SMQ: The value of NOT having one definitive national champion
By Zach Bigalke
With the crowning of the HBCU national champion and the FCS semifinals this weekend, let’s look at the value of NOT having just one national championship.
This time of year invariably brings up a lot of discussion about playoff systems and championships and who is “the” champion. Often this topic hinges on the top division of the sport, as the FBS has been grappling with the dilemma of how to crown the king of the year.
From the Bowl Coalition to the Bowl Alliance to the BCS to the College Football Playoff, every successive effort has been an attempt to refine the system so that there is no doubt about the legitimacy of each season’s champion within that system.
The problem with each has always been that, within a variegated system that lacks a single sanctioned champion, there is no way to completely eliminate doubt. The split national championships that preceded the Bowl Coalition and persisted on through the Bowl Alliance did not go away once the Big Ten and Pac-10 were brought into the fold.
There was the case of undefeated USC in 2003, and Auburn in 2004, and most recently UCF in 2017. In a system where power is at once concentrated among a small cabal of teams and simultaneously decentralized, there is no way to reward every exemplary team in a given season.

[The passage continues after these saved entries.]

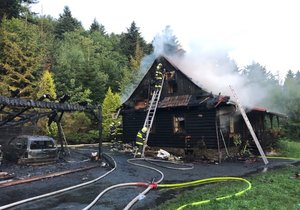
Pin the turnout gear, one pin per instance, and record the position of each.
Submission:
(140, 140)
(158, 76)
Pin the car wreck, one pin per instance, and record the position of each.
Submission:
(27, 149)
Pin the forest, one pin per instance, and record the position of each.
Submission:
(40, 54)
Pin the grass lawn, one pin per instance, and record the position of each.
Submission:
(276, 189)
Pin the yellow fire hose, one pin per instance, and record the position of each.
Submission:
(206, 181)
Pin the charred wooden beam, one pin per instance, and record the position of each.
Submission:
(20, 102)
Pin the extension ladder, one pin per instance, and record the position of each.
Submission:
(151, 113)
(262, 154)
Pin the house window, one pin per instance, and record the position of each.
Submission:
(178, 124)
(231, 124)
(172, 87)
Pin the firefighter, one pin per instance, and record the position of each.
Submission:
(119, 134)
(112, 133)
(140, 140)
(158, 76)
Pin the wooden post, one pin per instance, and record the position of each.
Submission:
(99, 117)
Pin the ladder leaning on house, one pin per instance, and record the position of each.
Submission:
(151, 112)
(262, 154)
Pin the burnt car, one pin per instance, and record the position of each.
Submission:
(26, 149)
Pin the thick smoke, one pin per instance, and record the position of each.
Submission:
(209, 67)
(214, 71)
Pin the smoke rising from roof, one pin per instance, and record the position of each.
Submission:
(210, 67)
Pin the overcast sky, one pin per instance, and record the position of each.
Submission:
(264, 31)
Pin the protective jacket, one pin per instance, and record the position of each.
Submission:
(140, 138)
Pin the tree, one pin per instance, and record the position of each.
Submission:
(291, 98)
(131, 39)
(109, 108)
(12, 8)
(167, 43)
(66, 23)
(46, 85)
(96, 27)
(20, 57)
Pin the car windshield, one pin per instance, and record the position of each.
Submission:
(41, 145)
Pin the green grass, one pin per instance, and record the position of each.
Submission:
(276, 189)
(289, 148)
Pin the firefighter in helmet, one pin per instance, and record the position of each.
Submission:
(140, 140)
(158, 76)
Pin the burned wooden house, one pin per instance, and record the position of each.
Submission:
(186, 112)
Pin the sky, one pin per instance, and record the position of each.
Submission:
(263, 31)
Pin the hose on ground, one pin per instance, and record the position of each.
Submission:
(61, 190)
(206, 181)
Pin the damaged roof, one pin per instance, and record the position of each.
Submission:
(175, 101)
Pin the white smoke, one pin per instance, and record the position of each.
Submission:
(211, 68)
(208, 66)
(214, 71)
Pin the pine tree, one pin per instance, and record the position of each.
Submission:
(20, 57)
(46, 85)
(109, 108)
(131, 39)
(66, 23)
(96, 27)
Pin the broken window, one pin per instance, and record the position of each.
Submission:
(172, 84)
(172, 87)
(178, 124)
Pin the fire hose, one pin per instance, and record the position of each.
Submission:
(157, 185)
(61, 190)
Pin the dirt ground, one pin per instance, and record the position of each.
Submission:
(125, 172)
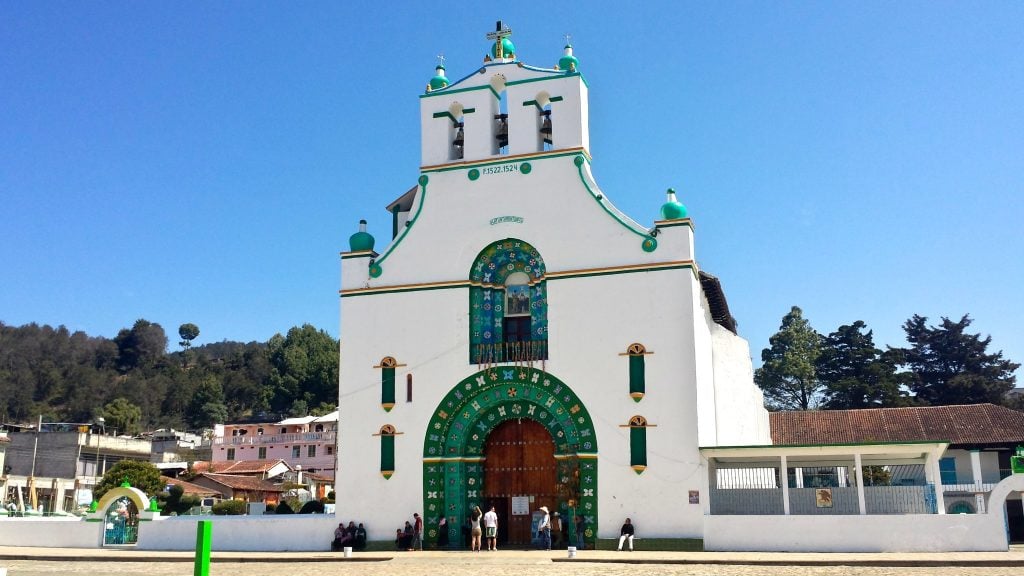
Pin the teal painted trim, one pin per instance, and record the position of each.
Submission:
(528, 80)
(506, 161)
(365, 254)
(686, 222)
(547, 279)
(841, 444)
(445, 91)
(534, 103)
(598, 198)
(409, 225)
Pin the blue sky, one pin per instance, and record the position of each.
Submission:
(206, 162)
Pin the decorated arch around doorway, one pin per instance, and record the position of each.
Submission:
(457, 434)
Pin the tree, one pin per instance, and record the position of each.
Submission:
(141, 345)
(304, 367)
(142, 476)
(854, 373)
(176, 502)
(950, 366)
(188, 332)
(787, 376)
(122, 415)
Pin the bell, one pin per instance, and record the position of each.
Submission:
(502, 135)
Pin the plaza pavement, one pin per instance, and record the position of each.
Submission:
(1012, 559)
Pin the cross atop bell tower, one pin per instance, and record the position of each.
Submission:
(499, 35)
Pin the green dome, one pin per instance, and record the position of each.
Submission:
(439, 81)
(508, 49)
(360, 241)
(673, 209)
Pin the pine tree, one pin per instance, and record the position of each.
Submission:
(856, 374)
(951, 366)
(787, 377)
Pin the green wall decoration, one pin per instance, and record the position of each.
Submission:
(638, 377)
(387, 434)
(486, 300)
(638, 443)
(387, 366)
(457, 434)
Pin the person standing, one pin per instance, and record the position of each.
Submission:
(491, 529)
(545, 528)
(626, 534)
(442, 537)
(417, 532)
(581, 532)
(474, 527)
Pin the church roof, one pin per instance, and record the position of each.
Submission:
(975, 424)
(716, 300)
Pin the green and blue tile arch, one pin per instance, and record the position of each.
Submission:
(457, 435)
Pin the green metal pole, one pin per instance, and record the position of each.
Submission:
(204, 531)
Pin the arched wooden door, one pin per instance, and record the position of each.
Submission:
(519, 468)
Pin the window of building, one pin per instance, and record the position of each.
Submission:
(508, 304)
(947, 470)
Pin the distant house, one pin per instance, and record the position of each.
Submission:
(308, 442)
(237, 487)
(981, 437)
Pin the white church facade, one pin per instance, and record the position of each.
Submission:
(520, 341)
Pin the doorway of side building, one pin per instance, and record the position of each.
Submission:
(520, 475)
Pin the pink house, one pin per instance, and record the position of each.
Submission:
(307, 444)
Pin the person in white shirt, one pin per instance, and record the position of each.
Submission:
(491, 529)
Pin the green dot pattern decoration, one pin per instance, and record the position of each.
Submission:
(454, 476)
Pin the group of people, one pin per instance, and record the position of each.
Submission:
(349, 536)
(411, 537)
(481, 525)
(478, 526)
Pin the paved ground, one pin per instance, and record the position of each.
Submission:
(40, 562)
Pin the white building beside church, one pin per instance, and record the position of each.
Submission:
(522, 342)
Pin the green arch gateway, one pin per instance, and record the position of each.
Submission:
(453, 447)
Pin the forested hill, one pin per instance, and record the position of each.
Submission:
(135, 383)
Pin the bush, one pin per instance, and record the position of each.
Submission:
(312, 507)
(229, 507)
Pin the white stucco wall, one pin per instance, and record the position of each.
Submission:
(53, 533)
(242, 533)
(909, 533)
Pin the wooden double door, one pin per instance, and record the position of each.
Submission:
(519, 477)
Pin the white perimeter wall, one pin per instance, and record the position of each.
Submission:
(910, 533)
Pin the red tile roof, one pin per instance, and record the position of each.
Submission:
(970, 424)
(247, 483)
(238, 466)
(190, 488)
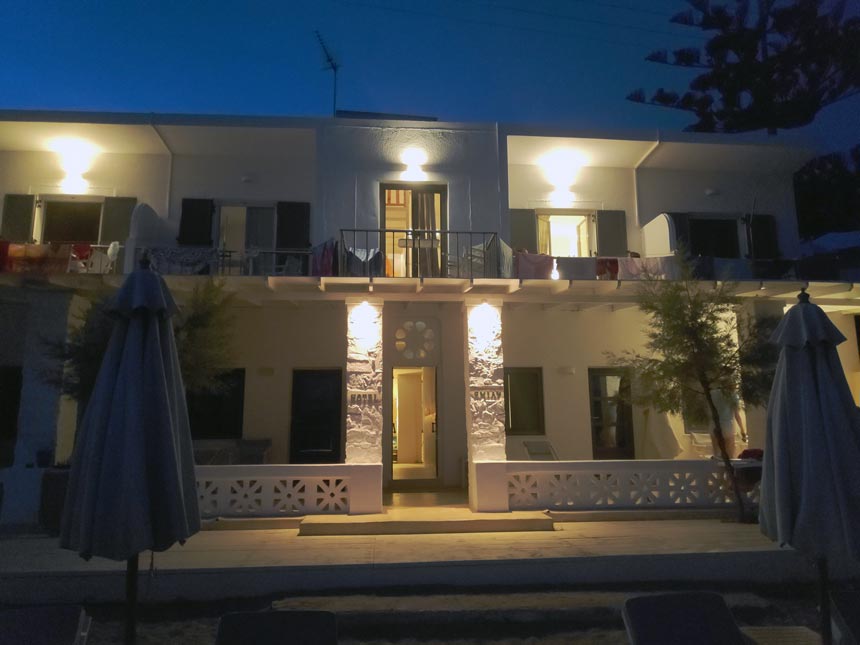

The futility of a system like the College Football Playoff is laid bare when one takes that reality into account. What the bowl system has always recognized is that it would be folly to provide only one pathway to a reward for a well-played season. They also provide the opportunity to shift the script and get a last-minute change of heart, as the generous range of publications and rating systems accepted by the NCAA as legitimate allow a range of seasons to claim national championships.
Even at the lower subdivision, there is no single answer.
And frankly, we should embrace that diversity of opinion. Claiming to have the answers in a system with so many variables is folly. We see this at the FCS level as well, where three conferences have opted out of the FCS playoff and forged their own path.
The Celebration Bowl features a duel between the champions of the MEAC and the SWAC, two conferences comprised of historical black colleges and universities. Prior to 2015, both conferences received an automatic bid into the NCAA Division I football tournament. Once the opportunity to form an HBCU national championship was on the table, the appeal of a longshot run at one national championship became less appealing than the sure opportunity for a different type of national title.
That appeal went beyond the $1 million allocated to each conference on an annual basis for participating in the only FCS bowl game on the postseason calendar. While the league still makes its other teams available for at-large selection into the FCS playoffs, the champions are off-limits as they prepare for a head-to-head showdown for a different prize with precedents in previous attempts to create an HBCU national championship.
Choosing the Celebration Bowl over the FCS playoffs allows the SWAC and the MEAC to control their own historical narrative. Instead of leaving the storyline at the whim of other leagues or an institution like the NCAA, the two HBCU conferences have the opportunity to forge their own history.
Similarly, sometimes the desire to manufacture a single champion becomes less appealing than maintaining that control. Though the Ivy League elected to move down to the lower subdivision when Division I split in the late 1970s, they did so with the understanding that their eight-team league would opt out of the national tournament in football.
In this way, they get to control a narrative of being above the fray and upholding a bygone ethos of what should be valued in intercollegiate sport. It is a fictive ethos, especially considering the sometimes sordid history of football at schools like Yale and Harvard long before the Ivy League was officially codified as a conference.
What does this mean for the FBS and the future of a playoff?
Even if the College Football Playoff does expand, it would be foolish to consider that tournament as the sole determinant of national championships. Especially if there is no pathway for every FBS conference to enter (or choose to not enter) the I-A tournament, there is no way to definitively say that the winner of the bracket is the undisputed champion.
That certainly is no justification to maintain the status quo and never consider growing from four teams. But, like HBCU conferences and the Ivy League discovered for themselves, there isn’t necessarily inherent value in going with the herd.
Keeping open the right for individual leagues to choose a range of options that work best for their member schools will always be the most reasonable choice for dealing with participants in intercollegiate football competition whose interests don’t always align.
For a range of different reasons both contemporary and historical, there has never been and will never be a one-size-fits-all solution for determining what works best for a conference no matter which level they inhabit.